Otey Matthew Eric, Parthasarathy Srinivasan, Wang Chao, Veloso Adriano, Meira Wagner
Computer and Information Science Department, The Ohio State University, Columbus, OH 43210, USA.
IEEE Trans Syst Man Cybern B Cybern. 2004 Dec;34(6):2439-50. doi: 10.1109/tsmcb.2004.836887.
Traditional methods for data mining typically make the assumption that the data is centralized, memory-resident, and static. This assumption is no longer tenable. Such methods waste computational and input/output (I/O) resources when data is dynamic, and they impose excessive communication overhead when data is distributed. Efficient implementation of incremental data mining methods is, thus, becoming crucial for ensuring system scalability and facilitating knowledge discovery when data is dynamic and distributed. In this paper, we address this issue in the context of the important task of frequent itemset mining. We first present an efficient algorithm which dynamically maintains the required information even in the presence of data updates without examining the entire dataset. We then show how to parallelize this incremental algorithm. We also propose a distributed asynchronous algorithm, which imposes minimal communication overhead for mining distributed dynamic datasets. Our distributed approach is capable of generating local models (in which each site has a summary of its own database) as well as the global model of frequent itemsets (in which all sites have a summary of the entire database).

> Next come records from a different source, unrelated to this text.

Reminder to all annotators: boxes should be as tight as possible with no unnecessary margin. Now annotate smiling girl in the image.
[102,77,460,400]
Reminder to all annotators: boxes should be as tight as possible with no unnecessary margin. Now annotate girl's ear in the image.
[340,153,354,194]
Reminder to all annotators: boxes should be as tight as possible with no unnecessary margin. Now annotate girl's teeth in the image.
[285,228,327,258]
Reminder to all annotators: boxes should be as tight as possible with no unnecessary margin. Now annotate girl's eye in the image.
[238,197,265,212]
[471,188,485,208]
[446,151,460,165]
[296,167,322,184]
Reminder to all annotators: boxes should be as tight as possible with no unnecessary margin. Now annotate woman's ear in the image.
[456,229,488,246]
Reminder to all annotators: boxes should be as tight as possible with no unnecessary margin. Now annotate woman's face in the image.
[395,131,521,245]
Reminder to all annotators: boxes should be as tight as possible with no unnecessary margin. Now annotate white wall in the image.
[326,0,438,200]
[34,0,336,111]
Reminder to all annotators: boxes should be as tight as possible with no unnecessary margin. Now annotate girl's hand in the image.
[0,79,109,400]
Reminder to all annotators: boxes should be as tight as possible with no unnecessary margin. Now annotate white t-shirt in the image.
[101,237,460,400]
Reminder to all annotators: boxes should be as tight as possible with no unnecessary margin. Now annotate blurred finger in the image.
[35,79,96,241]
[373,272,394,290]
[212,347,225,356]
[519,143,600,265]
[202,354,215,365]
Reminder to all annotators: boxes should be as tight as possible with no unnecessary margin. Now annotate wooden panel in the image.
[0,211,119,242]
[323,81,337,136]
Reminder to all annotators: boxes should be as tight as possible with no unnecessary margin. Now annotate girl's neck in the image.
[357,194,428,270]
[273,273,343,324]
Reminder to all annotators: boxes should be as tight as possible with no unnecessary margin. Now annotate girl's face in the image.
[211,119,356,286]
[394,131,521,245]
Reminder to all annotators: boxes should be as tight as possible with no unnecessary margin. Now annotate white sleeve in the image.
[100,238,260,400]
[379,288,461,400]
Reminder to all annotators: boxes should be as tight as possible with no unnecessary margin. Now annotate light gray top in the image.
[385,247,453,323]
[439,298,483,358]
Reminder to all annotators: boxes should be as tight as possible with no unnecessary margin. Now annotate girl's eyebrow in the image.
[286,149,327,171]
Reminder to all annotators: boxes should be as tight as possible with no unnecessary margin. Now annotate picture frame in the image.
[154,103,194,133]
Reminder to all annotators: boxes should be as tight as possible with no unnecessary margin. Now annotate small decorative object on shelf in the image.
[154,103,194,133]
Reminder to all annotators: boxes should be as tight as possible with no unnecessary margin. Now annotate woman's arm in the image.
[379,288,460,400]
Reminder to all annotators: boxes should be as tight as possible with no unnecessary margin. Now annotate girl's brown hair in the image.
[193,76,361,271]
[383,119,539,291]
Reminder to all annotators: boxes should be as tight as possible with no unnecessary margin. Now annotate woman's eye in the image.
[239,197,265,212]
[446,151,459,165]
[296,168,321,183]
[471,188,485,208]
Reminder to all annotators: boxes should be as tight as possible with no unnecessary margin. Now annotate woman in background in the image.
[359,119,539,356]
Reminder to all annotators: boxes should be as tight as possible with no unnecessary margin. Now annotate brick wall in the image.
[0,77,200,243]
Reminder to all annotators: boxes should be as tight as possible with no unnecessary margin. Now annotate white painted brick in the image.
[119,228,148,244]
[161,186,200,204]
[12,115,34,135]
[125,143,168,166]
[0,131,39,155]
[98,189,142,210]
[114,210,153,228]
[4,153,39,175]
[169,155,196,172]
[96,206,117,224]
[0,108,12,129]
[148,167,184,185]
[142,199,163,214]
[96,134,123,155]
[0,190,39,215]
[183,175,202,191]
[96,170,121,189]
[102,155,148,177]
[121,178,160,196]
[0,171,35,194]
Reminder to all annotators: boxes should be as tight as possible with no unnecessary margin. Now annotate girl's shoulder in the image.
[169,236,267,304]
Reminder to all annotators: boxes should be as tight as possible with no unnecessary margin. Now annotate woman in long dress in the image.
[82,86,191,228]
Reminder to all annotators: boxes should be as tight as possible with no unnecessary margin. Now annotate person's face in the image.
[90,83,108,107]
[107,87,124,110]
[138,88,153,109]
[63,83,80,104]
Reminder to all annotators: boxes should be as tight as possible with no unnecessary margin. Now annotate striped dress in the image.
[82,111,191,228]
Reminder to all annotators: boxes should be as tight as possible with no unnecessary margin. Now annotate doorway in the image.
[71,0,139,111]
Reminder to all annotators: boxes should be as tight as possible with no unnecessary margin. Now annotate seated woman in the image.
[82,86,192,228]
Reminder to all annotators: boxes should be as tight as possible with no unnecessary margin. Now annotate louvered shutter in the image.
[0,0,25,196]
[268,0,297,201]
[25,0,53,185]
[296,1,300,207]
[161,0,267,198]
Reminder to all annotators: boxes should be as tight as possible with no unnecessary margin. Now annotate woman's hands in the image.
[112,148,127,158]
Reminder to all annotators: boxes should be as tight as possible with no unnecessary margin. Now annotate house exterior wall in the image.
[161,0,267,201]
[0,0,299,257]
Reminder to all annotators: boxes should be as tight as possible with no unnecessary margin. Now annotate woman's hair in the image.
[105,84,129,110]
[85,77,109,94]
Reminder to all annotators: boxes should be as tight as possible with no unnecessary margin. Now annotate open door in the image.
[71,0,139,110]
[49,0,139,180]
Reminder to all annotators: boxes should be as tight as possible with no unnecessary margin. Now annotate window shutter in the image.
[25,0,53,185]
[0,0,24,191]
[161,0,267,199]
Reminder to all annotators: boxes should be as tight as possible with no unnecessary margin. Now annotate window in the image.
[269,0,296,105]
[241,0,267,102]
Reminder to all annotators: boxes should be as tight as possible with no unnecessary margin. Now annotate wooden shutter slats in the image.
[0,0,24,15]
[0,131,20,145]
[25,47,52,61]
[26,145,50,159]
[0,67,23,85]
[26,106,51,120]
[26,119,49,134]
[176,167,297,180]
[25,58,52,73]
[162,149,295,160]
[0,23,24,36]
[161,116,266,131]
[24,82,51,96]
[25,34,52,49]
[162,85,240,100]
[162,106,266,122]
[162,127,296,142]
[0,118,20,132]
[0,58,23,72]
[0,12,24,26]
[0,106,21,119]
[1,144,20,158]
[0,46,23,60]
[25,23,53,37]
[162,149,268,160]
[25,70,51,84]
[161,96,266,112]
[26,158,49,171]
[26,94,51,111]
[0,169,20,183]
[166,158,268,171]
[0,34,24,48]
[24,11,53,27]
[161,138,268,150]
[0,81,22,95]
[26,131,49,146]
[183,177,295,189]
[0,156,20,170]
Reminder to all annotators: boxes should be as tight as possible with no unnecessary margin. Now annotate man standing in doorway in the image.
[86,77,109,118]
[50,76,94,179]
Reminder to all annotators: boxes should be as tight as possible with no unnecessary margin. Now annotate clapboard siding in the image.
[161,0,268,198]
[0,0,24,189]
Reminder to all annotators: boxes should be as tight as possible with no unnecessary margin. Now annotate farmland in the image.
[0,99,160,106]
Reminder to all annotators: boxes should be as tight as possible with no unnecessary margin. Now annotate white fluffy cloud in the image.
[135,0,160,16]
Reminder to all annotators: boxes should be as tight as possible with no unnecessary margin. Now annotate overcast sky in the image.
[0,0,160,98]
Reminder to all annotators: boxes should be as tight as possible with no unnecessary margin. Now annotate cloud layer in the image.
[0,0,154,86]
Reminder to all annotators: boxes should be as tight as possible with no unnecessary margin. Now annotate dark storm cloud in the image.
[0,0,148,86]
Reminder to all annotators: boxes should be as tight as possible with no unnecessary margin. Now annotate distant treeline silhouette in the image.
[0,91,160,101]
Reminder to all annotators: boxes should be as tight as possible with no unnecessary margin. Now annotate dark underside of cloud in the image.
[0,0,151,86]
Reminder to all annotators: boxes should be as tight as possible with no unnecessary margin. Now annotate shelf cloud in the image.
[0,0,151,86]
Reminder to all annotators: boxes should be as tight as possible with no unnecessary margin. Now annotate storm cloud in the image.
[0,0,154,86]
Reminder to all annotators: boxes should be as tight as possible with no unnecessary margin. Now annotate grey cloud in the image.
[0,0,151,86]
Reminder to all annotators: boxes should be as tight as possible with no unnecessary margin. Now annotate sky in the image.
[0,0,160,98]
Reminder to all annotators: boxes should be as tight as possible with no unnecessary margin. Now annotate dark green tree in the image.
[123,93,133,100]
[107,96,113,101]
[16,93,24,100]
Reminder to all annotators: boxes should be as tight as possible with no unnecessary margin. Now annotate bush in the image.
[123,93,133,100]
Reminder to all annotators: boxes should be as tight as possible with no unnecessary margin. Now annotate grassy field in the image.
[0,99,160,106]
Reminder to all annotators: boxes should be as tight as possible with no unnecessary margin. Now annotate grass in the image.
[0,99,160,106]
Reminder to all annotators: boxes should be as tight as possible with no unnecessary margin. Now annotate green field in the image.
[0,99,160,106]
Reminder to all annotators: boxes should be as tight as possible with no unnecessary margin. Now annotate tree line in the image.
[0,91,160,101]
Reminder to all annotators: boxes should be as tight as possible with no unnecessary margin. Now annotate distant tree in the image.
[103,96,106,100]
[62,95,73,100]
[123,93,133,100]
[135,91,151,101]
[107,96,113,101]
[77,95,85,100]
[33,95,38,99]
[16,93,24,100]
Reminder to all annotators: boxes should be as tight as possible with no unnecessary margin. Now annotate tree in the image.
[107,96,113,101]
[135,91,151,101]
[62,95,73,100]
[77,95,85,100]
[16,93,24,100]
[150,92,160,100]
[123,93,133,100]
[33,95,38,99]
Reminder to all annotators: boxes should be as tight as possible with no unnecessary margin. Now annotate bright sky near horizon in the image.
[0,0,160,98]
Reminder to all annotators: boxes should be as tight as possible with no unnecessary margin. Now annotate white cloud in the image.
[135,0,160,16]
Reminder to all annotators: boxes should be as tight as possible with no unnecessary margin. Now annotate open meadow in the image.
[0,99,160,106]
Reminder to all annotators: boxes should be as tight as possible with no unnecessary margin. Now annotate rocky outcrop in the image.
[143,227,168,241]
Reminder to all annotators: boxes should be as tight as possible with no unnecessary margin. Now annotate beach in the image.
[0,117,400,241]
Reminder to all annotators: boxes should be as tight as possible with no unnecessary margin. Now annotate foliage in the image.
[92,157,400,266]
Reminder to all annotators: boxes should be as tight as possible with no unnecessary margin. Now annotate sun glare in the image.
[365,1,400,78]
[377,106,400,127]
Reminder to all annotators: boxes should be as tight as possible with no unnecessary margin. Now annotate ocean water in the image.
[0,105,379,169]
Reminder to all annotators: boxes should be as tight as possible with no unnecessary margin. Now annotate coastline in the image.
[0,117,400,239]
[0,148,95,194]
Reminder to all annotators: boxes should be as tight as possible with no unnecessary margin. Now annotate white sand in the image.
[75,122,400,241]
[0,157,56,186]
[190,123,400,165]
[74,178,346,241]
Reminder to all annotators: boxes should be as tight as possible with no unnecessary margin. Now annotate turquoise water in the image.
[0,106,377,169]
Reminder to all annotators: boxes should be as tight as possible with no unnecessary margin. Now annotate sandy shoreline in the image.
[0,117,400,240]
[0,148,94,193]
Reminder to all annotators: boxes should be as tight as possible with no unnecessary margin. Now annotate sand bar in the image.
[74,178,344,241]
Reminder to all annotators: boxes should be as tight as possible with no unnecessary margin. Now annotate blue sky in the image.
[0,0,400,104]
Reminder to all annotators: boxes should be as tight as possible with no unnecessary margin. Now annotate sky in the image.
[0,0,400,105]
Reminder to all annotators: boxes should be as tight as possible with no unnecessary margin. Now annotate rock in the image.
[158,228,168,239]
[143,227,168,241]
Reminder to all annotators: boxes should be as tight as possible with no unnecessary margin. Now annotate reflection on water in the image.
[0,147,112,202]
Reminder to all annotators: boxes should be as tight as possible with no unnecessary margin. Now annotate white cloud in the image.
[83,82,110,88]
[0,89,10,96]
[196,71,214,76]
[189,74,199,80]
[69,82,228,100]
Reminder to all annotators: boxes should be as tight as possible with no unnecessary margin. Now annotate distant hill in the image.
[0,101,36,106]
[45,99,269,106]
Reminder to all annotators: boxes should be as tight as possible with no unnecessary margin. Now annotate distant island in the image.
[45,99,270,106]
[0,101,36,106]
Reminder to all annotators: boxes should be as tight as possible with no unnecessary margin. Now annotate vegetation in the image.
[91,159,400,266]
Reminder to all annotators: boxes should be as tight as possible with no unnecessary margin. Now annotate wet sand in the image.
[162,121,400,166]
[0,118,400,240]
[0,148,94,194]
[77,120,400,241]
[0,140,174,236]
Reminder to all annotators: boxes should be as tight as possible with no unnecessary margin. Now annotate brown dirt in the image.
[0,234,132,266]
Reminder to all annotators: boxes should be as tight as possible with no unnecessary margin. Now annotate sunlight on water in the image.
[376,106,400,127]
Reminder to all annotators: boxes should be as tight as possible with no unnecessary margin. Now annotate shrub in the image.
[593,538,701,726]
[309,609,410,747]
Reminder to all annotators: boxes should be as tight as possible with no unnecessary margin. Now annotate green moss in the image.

This ability permits our approach not only to generate frequent itemsets, but also to generate high-contrast frequent itemsets, which allows one to examine how the data is skewed over different sites.
传统的数据挖掘方法通常假定数据是集中式的、驻留在内存中的且是静态的。这种假设已不再成立。当数据是动态的时,此类方法会浪费计算和输入/输出(I/O)资源,而当数据是分布式时,它们会带来过多的通信开销。因此,高效实现增量数据挖掘方法对于确保系统可扩展性以及在数据动态且分布式的情况下促进知识发现变得至关重要。在本文中,我们在频繁项集挖掘这一重要任务的背景下解决此问题。我们首先提出一种高效算法,即使在存在数据更新的情况下,该算法也能动态维护所需信息,而无需检查整个数据集。然后我们展示如何将此增量算法并行化。我们还提出了一种分布式异步算法,该算法在挖掘分布式动态数据集时带来的通信开销最小。我们的分布式方法能够生成局部模型(其中每个站点都有其自身数据库的摘要)以及频繁项集的全局模型(其中所有站点都有整个数据库的摘要)。这种能力使我们的方法不仅能够生成频繁项集,还能生成高对比度频繁项集,从而使人们能够研究数据在不同站点上的倾斜情况。